Bien qu'elle ne s'y oppose pas formellement, la Ville de Montréal émet de sérieuses réserves sur le projet d'inversion du pipeline Enbridge, citant notamment le bilan de l'entreprise en matière de sécurité.

Dans une lettre de 28 pages rendue publique sur le site de l'Office national de l'énergie (ONE) en fin de journée jeudi, la municipalité demande à l'organisme fédéral d'imposer une série d'exigences à Enbridge avant de l'autoriser à acheminer du pétrole albertain vers les raffineries du Québec.
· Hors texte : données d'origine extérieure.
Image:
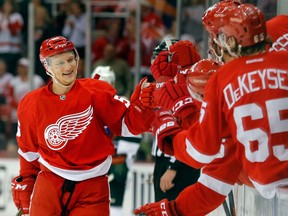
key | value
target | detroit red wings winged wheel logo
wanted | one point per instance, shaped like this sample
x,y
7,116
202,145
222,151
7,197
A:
x,y
67,128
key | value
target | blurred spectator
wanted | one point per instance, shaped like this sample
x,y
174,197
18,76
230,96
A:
x,y
75,26
5,78
128,48
192,19
121,69
19,87
11,23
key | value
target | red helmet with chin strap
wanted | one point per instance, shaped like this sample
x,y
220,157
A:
x,y
198,76
212,18
56,45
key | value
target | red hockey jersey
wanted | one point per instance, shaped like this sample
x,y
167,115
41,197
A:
x,y
66,133
277,29
249,97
La Ville craint tout particulièrement l'impact d'un déversement sur ses sources d'eau. L'oléoduc 9B traverse la rivière des Outaouais, en amont de la métropole, et une fuite pourrait compromettre l'approvisionnement en eau de 2 millions de personnes.

Le mémoire cite également des données de l'Institut Polaris selon lesquelles Enbridge est responsable de 804 déversements en Amérique du Nord, entre 1999 et 2010. Aux États-Unis, l'entreprise a été vertement critiquée par le gouvernement américain après un déversement dans la rivière Kalamazoo, au Michigan.

«En raison notamment des conséquences et des délais d'intervention de l'entreprise, il devient légitime de soulever des questions sur l'état de sa préparation réelle en cas de fuite, de déversement ou autre incident reconnu comme sinistre», indique-t-on.

Enbridge a promis jeudi de travailler avec la Ville de Montréal pour apaiser ses craintes. La société souligne que la très vaste majorité des déversements dans ses installations sont mineurs, moins de 10 barils de brut, et se nettoient aisément. «Nous prenons des mesures de sécurité spéciales autour des zones sensibles pour nous assurer de l'intégrité de la ligne et de son opération sécuritaire, a indiqué le porte-parole d'Enbridge, Graham White. Nous disposons de ressources et d'une expertise considérables pour répondre à des incidents de toute taille.»

Mais en entrevue, la présidente du comité exécutif, Josée Duplessis, note que même si Enbridge exploite son oléoduc entre Montréal et Sarnia depuis 37 ans, elle n'a jamais partagé ses plans d'urgence avec les autorités municipales.

La Ville ne prend pas pour autant position contre le projet. Elle souligne que sa réalisation permettra aux deux raffineries québécoises - celle de Suncor, à Montréal-Est, et celle d'Ultramar, à Lévis - de s'approvisionner à un coût largement inférieur.